Hatırlarsınız, salgın hastalığı savuşturma yöntemlerinden biri de hasta ola ola sonunda batan toplumun hastalığa karşı bağışıklık kesp etmesiydi.
Buna ‘sürü bağışıklığı’ deniliyordu.
Biz cemiyet olarak yolsuzluğa o kadar bulaştık ki…
Aman iktidar elimizden gitmesin, bizimkilerin yaptığı yolsuzluğa kulağımızı kapatalım, elin ekmeğine yağ sürmeyelim, birisi bizimkilerin yaptığı yolsuzluğu burnumuza dayarsa burun kıvıralım şeklinde bir hayat felsefesi geliştiren saygıdeğer abilerimiz, sevgili kardeşlerimiz, muhteremlerimiz…
Böyle ede ede yolsuzluğa karşı sürü bağışıklığı kazandık.
Derimiz kalınlaştı.
Kulağımız işitmemeye, gözümüz görmemeye başladı.
Kur’an-ı Kerim’de var.

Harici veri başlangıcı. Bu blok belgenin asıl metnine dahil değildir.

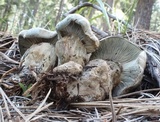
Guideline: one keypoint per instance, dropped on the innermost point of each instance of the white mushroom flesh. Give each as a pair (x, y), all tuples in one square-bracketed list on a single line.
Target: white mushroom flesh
[(39, 57)]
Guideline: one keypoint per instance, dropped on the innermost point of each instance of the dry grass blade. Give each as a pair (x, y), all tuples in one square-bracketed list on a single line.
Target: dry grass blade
[(6, 73), (7, 58), (30, 89), (40, 108), (16, 109), (6, 105), (1, 115), (114, 118)]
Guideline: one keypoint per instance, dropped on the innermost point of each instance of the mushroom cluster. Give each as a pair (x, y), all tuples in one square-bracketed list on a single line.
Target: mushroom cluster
[(112, 63)]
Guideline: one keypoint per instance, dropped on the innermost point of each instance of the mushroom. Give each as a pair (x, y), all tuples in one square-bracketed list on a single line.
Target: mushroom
[(75, 39), (37, 49), (131, 58), (27, 38), (90, 83), (95, 81)]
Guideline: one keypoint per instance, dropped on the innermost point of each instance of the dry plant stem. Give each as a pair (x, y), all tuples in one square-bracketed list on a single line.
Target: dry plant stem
[(114, 118), (86, 4), (137, 92), (7, 58), (7, 72), (1, 115), (3, 45), (16, 109), (40, 108), (6, 106), (30, 89)]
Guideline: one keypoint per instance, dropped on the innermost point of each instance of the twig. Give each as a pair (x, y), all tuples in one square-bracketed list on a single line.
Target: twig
[(114, 118), (7, 72), (6, 106), (16, 109), (1, 115), (40, 108), (137, 92)]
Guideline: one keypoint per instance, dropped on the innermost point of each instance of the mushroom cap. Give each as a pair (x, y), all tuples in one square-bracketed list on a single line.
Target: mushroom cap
[(39, 57), (78, 25), (132, 74), (131, 57), (27, 38), (116, 49)]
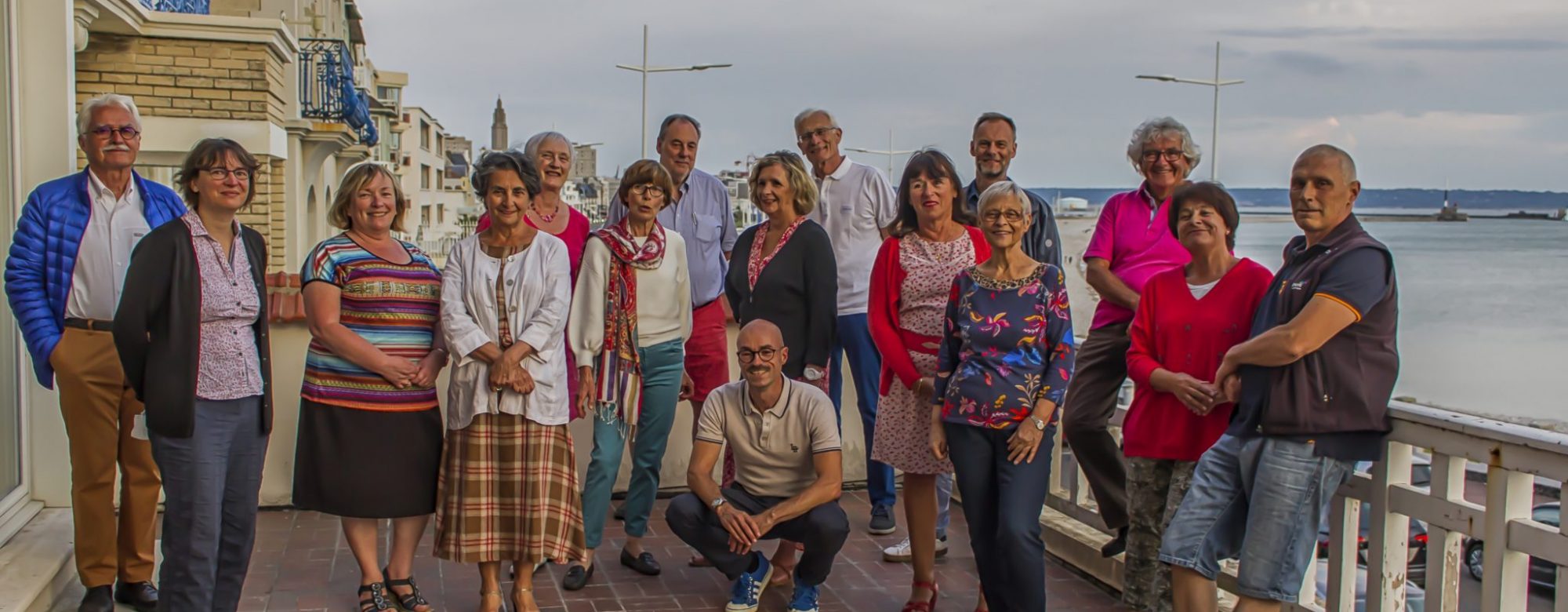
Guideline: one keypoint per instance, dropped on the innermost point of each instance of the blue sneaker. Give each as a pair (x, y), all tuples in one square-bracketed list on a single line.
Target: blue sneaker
[(882, 522), (749, 588), (805, 599)]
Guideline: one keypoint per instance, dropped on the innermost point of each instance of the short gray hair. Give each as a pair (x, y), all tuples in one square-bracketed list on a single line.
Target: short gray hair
[(808, 115), (85, 115), (1161, 128), (1004, 189), (535, 142)]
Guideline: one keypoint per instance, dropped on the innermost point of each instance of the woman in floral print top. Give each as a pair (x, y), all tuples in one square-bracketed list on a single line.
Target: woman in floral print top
[(1003, 370)]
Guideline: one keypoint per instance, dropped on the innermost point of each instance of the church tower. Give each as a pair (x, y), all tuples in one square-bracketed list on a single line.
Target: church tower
[(499, 128)]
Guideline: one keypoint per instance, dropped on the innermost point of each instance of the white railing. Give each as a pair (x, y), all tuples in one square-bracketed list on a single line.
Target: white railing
[(1508, 457)]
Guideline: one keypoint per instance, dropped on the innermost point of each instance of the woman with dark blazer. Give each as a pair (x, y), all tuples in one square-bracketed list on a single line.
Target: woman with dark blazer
[(789, 277), (192, 335)]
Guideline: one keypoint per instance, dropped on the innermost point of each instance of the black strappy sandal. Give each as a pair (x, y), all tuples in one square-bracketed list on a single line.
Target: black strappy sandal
[(377, 602), (410, 602)]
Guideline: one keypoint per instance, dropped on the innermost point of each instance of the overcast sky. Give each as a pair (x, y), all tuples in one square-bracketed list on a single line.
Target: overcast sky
[(1417, 90)]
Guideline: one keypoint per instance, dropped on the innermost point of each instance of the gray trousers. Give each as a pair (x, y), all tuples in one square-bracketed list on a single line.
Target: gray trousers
[(211, 486)]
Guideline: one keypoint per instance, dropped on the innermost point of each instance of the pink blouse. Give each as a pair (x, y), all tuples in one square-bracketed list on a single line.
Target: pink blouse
[(230, 366)]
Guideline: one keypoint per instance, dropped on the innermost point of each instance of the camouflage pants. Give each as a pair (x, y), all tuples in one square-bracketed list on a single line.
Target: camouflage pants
[(1155, 492)]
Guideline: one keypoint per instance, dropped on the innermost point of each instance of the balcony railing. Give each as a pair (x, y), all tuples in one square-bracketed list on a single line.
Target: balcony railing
[(327, 87), (194, 7), (1509, 459)]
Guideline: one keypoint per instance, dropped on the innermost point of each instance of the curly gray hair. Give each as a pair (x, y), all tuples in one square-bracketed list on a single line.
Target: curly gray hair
[(1161, 128), (1004, 189)]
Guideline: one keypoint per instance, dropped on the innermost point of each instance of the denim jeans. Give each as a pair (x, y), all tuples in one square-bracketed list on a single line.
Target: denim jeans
[(662, 366), (1003, 503), (854, 340), (1258, 500)]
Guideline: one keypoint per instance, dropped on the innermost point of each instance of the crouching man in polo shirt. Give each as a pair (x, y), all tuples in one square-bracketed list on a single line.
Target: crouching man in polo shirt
[(789, 475), (1312, 392)]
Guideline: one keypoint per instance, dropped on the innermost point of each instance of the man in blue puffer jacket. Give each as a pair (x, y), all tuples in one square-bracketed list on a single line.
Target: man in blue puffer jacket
[(64, 279)]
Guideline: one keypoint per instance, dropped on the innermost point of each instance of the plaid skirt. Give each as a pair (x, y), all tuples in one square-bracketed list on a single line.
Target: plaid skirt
[(509, 492)]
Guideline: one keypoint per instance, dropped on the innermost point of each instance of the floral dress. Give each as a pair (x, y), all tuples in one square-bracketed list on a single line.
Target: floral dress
[(1004, 348), (904, 423)]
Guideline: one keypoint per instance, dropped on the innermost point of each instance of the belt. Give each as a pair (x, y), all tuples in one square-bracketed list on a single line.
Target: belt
[(90, 324)]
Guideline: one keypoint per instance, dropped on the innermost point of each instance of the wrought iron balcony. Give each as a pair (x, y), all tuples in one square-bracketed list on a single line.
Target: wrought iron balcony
[(327, 87), (194, 7)]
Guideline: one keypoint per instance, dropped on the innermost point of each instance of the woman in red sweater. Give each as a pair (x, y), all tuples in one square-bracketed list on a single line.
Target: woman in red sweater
[(1188, 319)]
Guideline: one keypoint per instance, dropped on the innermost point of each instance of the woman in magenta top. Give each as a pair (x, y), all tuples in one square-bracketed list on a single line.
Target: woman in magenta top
[(1188, 319), (553, 155), (1131, 244), (932, 241)]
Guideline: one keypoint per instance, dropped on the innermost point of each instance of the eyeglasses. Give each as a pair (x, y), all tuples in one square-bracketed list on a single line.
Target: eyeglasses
[(1009, 216), (821, 133), (648, 189), (225, 173), (107, 133), (768, 354)]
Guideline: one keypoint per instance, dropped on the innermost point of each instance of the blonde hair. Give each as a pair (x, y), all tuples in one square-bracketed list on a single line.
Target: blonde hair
[(796, 173), (355, 180)]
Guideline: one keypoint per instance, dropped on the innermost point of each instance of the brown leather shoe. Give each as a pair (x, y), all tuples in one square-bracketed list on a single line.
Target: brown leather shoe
[(139, 596), (98, 600)]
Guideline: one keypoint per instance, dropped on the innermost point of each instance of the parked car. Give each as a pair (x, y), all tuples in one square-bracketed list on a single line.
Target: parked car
[(1415, 597), (1417, 558), (1544, 574)]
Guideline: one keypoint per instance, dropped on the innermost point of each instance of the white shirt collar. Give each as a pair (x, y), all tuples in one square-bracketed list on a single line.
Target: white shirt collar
[(843, 172)]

Üç maymun. Summun, bukmun, umyun.
MFÖ’nün şarkısındaki gibi, “Soru sorma, mazeretim var, asabiyim ben.”
Mazeretimiz ne?
Onlar da yaptı?
Ne yaptı onlar?
Yolsuzluk.
Ne zaman?
İktidara geldikleri zaman.
Ama bizim yapmamamız gerekmiyor muydu?
Şöyle bir sual karşısında üç bilinmeyenli denkleme maruz kalmış gibi salaklık heykeline dönüşen tiplerle karşılaştığım çoktur:
Eğer iktidara gelince yolsuzluk yapmamız kaçınılmazsa, o zaman gelmeyelim iktidara?
Arkadaş iptal.
Abi, iktidara gelmemiz farz. Fırsatını bulmuşken nasıl gelmeyelim iktidara?
Ama yolsuzluk yapmak haram?
Yolsuzluğu yapalım, ama yaptık demeyelim. Olur mu öyle?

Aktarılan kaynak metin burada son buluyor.